On 2020/6/16 上午1:49, fdmanana@xxxxxxxxxx wrote:
> From: Filipe Manana <fdmanana@xxxxxxxx>
>
> A RWF_NOWAIT write is not supposed to wait on filesystem locks that can be
> held for a long time or for ongoing IO to complete.
>
> However when calling check_can_nocow(), if the inode has prealloc extents
> or has the NOCOW flag set, we can block on extent (file range) locks
> through the call to btrfs_lock_and_flush_ordered_range(). Such lock can
> take a significant amount of time to be available. For example, a fiemap
> task may be running, and iterating through the entire file range checking
> all extents and doing backref walking to determine if they are shared,
> or a readpage operation may be in progress.
>
> Also at btrfs_lock_and_flush_ordered_range(), called by check_can_nocow(),
> after locking the file range we wait for any existing ordered extent that
> is in progress to complete. Another operation that can take a significant
> amount of time and defeat the purpose of RWF_NOWAIT.
>
> So fix this by trying to lock the file range and if it's currently locked
> return -EAGAIN to user space. If we are able to lock the file range without
> waiting and there is an ordered extent in the range, return -EAGAIN as
> well, instead of waiting for it to complete.
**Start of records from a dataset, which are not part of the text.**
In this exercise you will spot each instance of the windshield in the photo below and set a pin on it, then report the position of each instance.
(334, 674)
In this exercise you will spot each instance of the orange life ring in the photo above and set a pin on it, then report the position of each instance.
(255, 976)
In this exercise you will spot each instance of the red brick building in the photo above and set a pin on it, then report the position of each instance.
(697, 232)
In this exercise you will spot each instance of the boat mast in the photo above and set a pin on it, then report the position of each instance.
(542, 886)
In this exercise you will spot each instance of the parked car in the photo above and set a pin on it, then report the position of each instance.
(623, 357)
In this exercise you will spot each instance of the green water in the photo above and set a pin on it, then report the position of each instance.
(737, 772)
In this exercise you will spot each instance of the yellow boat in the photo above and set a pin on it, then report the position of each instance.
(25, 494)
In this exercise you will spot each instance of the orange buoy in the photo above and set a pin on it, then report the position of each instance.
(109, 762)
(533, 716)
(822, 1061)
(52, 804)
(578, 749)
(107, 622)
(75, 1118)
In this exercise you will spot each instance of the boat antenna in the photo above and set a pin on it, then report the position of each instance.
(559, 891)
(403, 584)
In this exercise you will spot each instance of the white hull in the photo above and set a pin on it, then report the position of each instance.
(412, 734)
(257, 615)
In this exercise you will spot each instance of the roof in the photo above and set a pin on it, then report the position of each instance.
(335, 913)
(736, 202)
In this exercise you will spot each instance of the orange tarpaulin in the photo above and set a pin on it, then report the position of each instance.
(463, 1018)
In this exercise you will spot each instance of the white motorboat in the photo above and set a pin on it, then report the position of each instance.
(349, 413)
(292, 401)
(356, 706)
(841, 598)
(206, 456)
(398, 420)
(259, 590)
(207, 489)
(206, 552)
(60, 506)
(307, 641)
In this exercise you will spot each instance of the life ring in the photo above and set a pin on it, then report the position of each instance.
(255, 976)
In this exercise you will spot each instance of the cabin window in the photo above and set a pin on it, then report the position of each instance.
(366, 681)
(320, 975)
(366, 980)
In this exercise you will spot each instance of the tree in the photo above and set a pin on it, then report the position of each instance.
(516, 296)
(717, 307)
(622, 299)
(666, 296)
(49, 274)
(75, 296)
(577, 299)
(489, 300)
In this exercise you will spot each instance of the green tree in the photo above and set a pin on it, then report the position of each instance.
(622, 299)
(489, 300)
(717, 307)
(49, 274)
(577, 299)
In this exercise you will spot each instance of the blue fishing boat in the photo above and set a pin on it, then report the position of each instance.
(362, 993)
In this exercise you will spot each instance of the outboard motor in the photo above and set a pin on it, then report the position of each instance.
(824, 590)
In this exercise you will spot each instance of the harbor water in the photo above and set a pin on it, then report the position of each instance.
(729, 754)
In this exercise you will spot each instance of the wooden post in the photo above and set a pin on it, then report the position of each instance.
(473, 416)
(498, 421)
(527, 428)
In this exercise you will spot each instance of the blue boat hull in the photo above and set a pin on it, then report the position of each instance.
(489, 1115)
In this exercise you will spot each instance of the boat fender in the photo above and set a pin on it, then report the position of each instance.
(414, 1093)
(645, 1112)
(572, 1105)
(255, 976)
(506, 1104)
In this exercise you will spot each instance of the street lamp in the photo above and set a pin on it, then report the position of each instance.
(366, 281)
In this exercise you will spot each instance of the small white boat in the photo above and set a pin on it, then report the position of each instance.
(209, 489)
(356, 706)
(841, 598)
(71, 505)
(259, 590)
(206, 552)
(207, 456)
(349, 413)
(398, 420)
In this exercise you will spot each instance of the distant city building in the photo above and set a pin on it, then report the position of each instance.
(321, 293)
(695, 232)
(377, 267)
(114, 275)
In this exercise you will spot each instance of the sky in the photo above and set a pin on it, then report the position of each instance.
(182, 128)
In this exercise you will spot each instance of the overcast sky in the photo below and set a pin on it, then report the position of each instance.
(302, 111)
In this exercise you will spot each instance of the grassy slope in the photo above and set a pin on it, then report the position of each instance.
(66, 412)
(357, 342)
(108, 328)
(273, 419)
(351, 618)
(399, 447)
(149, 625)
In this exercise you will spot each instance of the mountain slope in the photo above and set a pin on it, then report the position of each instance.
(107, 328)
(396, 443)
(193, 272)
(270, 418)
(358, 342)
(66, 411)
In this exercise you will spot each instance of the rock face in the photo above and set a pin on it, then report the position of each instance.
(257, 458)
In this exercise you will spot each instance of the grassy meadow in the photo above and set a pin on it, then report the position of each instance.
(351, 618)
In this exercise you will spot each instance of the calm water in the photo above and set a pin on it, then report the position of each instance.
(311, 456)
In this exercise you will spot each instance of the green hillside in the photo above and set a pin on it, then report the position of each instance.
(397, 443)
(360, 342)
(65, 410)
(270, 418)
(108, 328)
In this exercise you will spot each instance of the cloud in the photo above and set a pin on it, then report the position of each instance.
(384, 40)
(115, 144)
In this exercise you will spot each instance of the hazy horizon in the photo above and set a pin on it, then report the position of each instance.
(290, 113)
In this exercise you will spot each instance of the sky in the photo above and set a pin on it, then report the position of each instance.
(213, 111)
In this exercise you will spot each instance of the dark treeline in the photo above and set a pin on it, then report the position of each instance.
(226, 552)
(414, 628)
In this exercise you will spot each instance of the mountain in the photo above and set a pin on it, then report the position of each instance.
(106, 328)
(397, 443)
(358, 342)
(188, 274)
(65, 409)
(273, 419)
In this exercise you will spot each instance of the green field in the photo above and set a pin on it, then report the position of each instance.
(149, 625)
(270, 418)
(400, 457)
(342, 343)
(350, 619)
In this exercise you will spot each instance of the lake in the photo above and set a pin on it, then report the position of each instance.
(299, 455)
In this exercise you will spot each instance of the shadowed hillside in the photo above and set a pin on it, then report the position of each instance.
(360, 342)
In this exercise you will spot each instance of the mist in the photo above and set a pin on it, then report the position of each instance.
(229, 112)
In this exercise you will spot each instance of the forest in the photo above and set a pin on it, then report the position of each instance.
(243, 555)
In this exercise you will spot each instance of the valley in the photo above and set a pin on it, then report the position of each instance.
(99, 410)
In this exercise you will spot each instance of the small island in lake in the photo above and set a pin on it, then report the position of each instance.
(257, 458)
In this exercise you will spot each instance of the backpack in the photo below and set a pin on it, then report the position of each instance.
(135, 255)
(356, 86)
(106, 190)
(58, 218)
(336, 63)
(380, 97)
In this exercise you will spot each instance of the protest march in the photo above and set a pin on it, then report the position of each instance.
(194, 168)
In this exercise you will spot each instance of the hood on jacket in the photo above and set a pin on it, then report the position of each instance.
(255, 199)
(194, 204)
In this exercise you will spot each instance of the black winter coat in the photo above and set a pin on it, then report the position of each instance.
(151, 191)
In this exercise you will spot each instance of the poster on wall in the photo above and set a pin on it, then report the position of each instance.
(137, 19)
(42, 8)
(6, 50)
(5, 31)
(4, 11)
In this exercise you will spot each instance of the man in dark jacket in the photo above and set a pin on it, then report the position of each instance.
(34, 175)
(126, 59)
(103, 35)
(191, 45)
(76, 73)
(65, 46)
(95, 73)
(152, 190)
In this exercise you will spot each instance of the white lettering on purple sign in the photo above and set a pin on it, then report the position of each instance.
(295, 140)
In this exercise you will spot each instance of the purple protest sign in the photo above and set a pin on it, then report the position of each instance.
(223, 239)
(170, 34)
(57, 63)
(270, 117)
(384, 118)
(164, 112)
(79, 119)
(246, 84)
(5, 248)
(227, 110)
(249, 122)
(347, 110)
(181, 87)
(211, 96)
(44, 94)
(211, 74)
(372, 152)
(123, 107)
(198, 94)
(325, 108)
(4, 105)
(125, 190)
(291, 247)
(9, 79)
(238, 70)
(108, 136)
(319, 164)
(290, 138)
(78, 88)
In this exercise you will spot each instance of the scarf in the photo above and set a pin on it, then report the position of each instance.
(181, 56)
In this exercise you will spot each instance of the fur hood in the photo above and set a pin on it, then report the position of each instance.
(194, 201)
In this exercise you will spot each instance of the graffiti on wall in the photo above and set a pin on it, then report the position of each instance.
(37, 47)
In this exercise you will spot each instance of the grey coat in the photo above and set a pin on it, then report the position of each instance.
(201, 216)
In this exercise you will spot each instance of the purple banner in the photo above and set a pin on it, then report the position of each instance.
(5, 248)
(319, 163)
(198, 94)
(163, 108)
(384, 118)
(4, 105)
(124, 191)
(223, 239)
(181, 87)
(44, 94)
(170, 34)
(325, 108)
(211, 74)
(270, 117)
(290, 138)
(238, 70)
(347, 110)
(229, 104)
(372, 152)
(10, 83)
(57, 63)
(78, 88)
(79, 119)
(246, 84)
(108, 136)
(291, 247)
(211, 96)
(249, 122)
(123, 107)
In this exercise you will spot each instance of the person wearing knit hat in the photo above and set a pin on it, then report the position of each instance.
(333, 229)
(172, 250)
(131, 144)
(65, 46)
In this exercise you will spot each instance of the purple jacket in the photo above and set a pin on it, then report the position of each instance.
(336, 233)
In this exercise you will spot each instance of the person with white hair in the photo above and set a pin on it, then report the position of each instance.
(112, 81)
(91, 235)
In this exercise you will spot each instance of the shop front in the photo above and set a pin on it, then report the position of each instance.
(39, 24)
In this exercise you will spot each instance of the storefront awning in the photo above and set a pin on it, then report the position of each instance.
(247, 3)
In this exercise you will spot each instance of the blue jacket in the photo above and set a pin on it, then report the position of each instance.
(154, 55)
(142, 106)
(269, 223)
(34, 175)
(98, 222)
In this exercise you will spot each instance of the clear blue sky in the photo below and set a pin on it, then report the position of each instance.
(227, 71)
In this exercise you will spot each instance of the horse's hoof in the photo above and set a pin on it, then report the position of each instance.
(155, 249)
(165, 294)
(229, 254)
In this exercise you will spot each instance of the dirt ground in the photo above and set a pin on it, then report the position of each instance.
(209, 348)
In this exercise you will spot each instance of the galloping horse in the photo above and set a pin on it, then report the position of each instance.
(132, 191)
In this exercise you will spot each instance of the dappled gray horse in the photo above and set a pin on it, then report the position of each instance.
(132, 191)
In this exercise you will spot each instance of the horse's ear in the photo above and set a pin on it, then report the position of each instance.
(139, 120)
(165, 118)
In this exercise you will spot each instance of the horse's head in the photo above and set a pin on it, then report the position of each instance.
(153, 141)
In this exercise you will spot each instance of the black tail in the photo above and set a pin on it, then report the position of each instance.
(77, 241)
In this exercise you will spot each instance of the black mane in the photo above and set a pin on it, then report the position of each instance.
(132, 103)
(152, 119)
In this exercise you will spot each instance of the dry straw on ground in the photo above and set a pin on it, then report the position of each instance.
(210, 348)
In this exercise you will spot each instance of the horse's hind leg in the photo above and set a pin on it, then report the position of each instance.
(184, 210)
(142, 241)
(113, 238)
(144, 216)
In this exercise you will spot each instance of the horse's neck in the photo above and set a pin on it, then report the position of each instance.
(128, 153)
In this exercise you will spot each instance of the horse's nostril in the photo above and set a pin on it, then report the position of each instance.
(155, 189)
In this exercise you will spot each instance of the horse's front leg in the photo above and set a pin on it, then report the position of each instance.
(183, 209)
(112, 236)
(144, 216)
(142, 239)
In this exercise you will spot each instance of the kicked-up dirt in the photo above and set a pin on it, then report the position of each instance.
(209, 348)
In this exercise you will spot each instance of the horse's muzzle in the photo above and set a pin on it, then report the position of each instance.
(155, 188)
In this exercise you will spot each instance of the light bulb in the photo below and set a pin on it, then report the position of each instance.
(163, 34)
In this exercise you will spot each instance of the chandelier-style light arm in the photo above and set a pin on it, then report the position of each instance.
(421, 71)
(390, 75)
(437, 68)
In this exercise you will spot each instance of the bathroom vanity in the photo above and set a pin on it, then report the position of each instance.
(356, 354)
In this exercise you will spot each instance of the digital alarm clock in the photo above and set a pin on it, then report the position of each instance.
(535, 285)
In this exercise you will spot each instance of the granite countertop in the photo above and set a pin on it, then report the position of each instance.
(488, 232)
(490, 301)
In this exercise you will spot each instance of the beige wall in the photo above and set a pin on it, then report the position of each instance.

Finally, don't bother trying
> to lock the snapshot lock of the root when attempting a RWF_NOWAIT write,
> as that is only important for buffered writes.
>
> Fixes: edf064e7c6fec3 ("btrfs: nowait aio support")
> Signed-off-by: Filipe Manana <fdmanana@xxxxxxxx>
> ---
> fs/btrfs/file.c | 37 ++++++++++++++++++++++++++-----------
> 1 file changed, 26 insertions(+), 11 deletions(-)
>
> diff --git a/fs/btrfs/file.c b/fs/btrfs/file.c
> index 78481d1e5e6e..e5da2508f002 100644
> --- a/fs/btrfs/file.c
> +++ b/fs/btrfs/file.c
> @@ -1533,7 +1533,7 @@ lock_and_cleanup_extent_if_need(struct btrfs_inode *inode, struct page **pages,
> }
>
> static noinline int check_can_nocow(struct btrfs_inode *inode, loff_t pos,
> - size_t *write_bytes)
> + size_t *write_bytes, bool nowait)
> {
> struct btrfs_fs_info *fs_info = inode->root->fs_info;
> struct btrfs_root *root = inode->root;
> @@ -1541,27 +1541,43 @@ static noinline int check_can_nocow(struct btrfs_inode *inode, loff_t pos,
> u64 num_bytes;
> int ret;
>
> - if (!btrfs_drew_try_write_lock(&root->snapshot_lock))
> + if (!nowait && !btrfs_drew_try_write_lock(&root->snapshot_lock))
Did I read it incorrectly or something is not correct here?
This means if nowait == true, we won't try to take the snapshot_lock at
all, and continue.
While if nowait == false (which means we need to wait), and we can't
grab the lock, we return -EAGAIN.
This doesn't look correct to me.
To me, that @nowait shouldn't affect the btrfs_drew_try_write_lock()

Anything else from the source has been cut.